Consider a Planar Motion Mechanism (PMM) test of a ship model in a towing tank. The transverse motion of the model from the centerline of the tank is described by \( y = a_0 \cos(\omega t) \), where \( \omega \) is the angular frequency. The carriage speed is 3 m/s, \( \omega = \frac{\sqrt{3}}{2} \) rad/s, and the maximum drift angle during the test is \( 30^\circ \). The amplitude of oscillation \( a_0 \) lies between ________.

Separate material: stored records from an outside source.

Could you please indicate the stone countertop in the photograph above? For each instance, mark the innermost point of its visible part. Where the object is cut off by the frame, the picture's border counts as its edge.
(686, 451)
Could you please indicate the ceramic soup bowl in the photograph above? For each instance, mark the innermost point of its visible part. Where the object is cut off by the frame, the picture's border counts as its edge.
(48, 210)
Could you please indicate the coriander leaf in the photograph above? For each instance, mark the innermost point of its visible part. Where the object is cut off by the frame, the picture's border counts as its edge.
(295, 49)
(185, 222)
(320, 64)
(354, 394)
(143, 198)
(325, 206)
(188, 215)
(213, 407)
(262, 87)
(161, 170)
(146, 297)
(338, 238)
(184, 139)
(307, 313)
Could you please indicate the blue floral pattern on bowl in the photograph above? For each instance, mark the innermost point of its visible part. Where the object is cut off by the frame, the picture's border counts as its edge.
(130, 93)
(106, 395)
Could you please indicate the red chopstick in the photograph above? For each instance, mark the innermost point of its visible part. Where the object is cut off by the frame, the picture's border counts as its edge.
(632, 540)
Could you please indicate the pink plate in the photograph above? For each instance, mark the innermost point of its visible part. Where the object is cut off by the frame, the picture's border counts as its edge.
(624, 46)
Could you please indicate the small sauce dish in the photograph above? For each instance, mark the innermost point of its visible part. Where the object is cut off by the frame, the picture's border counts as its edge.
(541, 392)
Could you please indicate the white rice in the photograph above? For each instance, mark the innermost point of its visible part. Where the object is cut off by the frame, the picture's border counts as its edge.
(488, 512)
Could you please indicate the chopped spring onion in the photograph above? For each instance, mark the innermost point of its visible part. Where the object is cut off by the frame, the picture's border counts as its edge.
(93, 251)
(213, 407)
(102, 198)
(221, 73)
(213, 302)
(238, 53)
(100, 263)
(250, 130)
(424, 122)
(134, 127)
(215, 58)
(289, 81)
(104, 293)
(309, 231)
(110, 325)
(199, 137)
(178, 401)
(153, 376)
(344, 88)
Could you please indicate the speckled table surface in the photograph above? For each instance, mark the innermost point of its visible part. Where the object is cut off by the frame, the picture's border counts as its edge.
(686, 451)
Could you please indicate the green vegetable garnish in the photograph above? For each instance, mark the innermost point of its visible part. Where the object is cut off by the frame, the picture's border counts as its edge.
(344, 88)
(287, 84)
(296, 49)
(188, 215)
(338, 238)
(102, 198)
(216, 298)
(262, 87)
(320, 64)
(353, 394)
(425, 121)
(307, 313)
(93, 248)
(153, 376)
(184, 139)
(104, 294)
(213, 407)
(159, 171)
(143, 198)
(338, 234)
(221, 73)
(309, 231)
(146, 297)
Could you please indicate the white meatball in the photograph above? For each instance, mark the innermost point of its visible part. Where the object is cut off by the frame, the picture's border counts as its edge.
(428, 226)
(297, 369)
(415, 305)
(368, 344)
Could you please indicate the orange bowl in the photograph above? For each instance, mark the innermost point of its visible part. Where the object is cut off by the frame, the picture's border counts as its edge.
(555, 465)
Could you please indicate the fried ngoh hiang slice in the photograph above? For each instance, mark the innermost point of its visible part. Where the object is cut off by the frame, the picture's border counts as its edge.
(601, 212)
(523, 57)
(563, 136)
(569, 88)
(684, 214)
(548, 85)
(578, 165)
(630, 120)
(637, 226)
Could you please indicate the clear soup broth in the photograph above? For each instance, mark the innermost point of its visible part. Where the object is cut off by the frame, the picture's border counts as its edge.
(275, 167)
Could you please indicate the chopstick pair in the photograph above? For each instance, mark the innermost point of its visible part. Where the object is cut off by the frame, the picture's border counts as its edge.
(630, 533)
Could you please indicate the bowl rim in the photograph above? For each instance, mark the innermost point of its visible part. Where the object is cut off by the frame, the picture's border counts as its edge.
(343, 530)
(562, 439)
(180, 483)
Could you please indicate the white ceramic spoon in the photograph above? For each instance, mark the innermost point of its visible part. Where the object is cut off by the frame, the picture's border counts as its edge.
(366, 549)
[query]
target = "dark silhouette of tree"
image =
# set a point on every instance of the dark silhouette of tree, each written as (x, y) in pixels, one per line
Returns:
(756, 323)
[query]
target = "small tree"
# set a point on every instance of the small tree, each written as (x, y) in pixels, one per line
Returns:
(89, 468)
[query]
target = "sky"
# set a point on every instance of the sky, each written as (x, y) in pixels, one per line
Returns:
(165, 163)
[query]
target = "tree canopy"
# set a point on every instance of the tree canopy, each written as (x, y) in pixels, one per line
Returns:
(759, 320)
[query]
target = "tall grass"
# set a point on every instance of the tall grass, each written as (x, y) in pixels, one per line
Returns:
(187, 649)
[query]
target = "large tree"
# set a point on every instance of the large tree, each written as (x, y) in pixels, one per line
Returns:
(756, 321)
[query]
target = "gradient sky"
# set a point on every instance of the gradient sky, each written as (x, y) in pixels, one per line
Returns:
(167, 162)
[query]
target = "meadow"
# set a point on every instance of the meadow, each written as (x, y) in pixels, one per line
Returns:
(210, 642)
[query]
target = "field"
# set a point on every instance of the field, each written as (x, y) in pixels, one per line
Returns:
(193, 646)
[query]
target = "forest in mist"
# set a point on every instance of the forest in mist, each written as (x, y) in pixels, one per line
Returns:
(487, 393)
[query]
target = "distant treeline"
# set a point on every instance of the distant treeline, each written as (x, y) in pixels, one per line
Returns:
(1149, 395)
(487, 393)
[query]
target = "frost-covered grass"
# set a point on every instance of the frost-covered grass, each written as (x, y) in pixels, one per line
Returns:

• A. \( 0.2 { m and } 0.4 { m} \)
• B. \( 0.5 { m and } 0.7 { m} \)
• C. \( 1.0 { m and } 1.2 { m} \)
• D. \( 1.9 { m and } 2.1 { m} \)

Hint:

When dealing with PMM tests, remember that the drift angle is the arctangent of the ratio of lateral to forward velocity. Use max values to find amplitude constraints.

Answer 1

The Correct Option is D

Step 1: Use the formula for drift angle \(\delta\): \[ \tan \delta = \frac{{lateral velocity}}{{forward velocity}} = \frac{a_0 \omega \sin(\omega t)}{U} \] The maximum drift angle occurs when \( \sin(\omega t) = 1 \), so: \[ \tan(30^\circ) = \frac{a_0 \cdot \omega}{3} \quad \Rightarrow \quad \frac{1}{\sqrt{3}} = \frac{a_0 \cdot \frac{\sqrt{3}}{2}}{3} \] Step 2: Solve for \( a_0 \): \[ \frac{1}{\sqrt{3}} = \frac{a_0 \cdot \frac{\sqrt{3}}{2}}{3} \quad \Rightarrow \quad \frac{1}{\sqrt{3}} = \frac{a_0 \cdot \sqrt{3}}{6} \quad \Rightarrow \quad 6 = a_0 \cdot \sqrt{3} \cdot \sqrt{3} \quad \Rightarrow \quad 6 = a_0 \cdot 3 \quad \Rightarrow \quad a_0 = 2 \] So the amplitude \( a_0 \) lies between 1.9 m and 2.1 m.